Q: What exactly is PT-141?

PT-141 is the research designation for bremelanotide, a synthetic cyclic heptapeptide. It belongs to the melanocortin peptide family and is structurally derived from alpha-melanocyte-stimulating hormone (α-MSH), a neuropeptide produced centrally by POMC neurons . Its structure is characterized by a ring (cyclic) conformation achieved through a lactam bridge — a modification that published reviews note confers greater metabolic stability than the linear α-MSH parent molecule . The compound's molecular formula is C₅₀H₆₈N₁₄O₁₀ . It is supplied as a lyophilized powder for research reconstitution. Research use only. Not for human consumption.

Q: Which receptors has the published research focused on?

Published studies characterize PT-141 as an agonist at multiple melanocortin receptor (MCR) subtypes — a family of five G protein-coupled receptors (MC1R through MC5R). The LiverTox reference entry describes bremelanotide as broadly engaging multiple MCR subtypes, with MC4R and MC3R being the centrally expressed subtypes that have received the most attention in the neuropeptide literature . A comprehensive 2022 review of MCR ligands situates bremelanotide within the category of clinically studied mixed MCR agonists, distinguishing it from more selective compounds like setmelanotide (an MC4R-selective agonist) .

Q: How does PT-141 relate to melanotan II?

Both compounds are cyclic α-MSH analogs developed in the same research lineage — melanotan II (MT-II) is the structural parent, and PT-141 was derived from it with modifications intended to refine the pharmacological and pharmacokinetic profile . A review of melanocortin peptide therapeutics traces this lineage in detail, describing how successive analog development progressed from linear peptides to cyclized, truncated structures . Pharmacologically, both engage MC3R and MC4R, but they are not identical compounds. Researchers studying one cannot directly extrapolate findings to the other without independent characterization .

Q: What neuropeptide systems has the literature connected to melanocortin receptor activity?

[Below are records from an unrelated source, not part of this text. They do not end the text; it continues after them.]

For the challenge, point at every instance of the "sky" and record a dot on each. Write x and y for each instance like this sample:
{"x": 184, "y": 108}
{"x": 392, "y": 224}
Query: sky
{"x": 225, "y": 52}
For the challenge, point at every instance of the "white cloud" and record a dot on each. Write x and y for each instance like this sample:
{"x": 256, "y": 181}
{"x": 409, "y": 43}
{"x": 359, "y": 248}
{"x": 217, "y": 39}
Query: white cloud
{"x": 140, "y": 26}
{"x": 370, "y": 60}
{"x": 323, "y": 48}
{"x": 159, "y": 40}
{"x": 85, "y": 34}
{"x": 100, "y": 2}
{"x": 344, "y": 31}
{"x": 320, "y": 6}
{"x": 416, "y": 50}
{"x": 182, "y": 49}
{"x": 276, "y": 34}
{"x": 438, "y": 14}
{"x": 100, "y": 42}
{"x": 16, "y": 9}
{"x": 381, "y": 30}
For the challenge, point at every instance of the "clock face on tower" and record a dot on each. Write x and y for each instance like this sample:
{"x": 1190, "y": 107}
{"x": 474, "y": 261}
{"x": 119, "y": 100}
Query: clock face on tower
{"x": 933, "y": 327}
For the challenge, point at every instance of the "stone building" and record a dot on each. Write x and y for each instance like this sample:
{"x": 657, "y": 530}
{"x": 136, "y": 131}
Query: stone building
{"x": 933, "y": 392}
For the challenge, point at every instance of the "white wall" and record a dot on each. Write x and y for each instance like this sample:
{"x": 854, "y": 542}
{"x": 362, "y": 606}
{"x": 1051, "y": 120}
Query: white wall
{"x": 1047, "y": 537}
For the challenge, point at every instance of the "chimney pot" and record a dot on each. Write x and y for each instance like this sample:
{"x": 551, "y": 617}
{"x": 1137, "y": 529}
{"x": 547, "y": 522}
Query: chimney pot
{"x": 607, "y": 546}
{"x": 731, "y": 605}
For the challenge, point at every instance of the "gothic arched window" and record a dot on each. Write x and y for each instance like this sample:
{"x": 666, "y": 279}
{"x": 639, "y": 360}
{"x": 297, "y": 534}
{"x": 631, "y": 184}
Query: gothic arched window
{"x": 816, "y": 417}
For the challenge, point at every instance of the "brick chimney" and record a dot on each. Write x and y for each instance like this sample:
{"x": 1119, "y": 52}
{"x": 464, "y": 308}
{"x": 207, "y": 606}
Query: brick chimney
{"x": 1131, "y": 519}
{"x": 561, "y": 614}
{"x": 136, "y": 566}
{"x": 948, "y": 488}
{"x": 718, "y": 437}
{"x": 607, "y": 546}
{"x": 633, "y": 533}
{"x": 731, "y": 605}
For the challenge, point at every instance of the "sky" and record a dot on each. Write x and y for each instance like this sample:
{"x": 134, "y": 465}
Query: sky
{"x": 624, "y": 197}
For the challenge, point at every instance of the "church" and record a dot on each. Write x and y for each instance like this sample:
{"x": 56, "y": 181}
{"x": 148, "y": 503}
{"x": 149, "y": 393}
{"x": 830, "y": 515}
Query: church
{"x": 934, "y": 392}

Preclinical research using animal models examined central nervous system pathways associated with melanocortin receptor activity following bremelanotide administration. A review of preclinical CNS work described observations including Fos (immediate-early gene) induction in limbic and hypothalamic structures and dopamine release in specific brain regions in the animal models studied . These observations were interpreted by researchers in the context of MC4R-mediated neuropeptide signaling in those circuits. The neuroanatomical framework for this research includes work characterizing MC4R-expressing neurons in the lateral hypothalamic area, documenting their co-expression with neurotensin and the leptin receptor, and their integration with hypothalamic metabolic signaling networks . All of these are pre-clinical, animal-model findings. They describe receptor-mediated neurophysiology under controlled laboratory conditions.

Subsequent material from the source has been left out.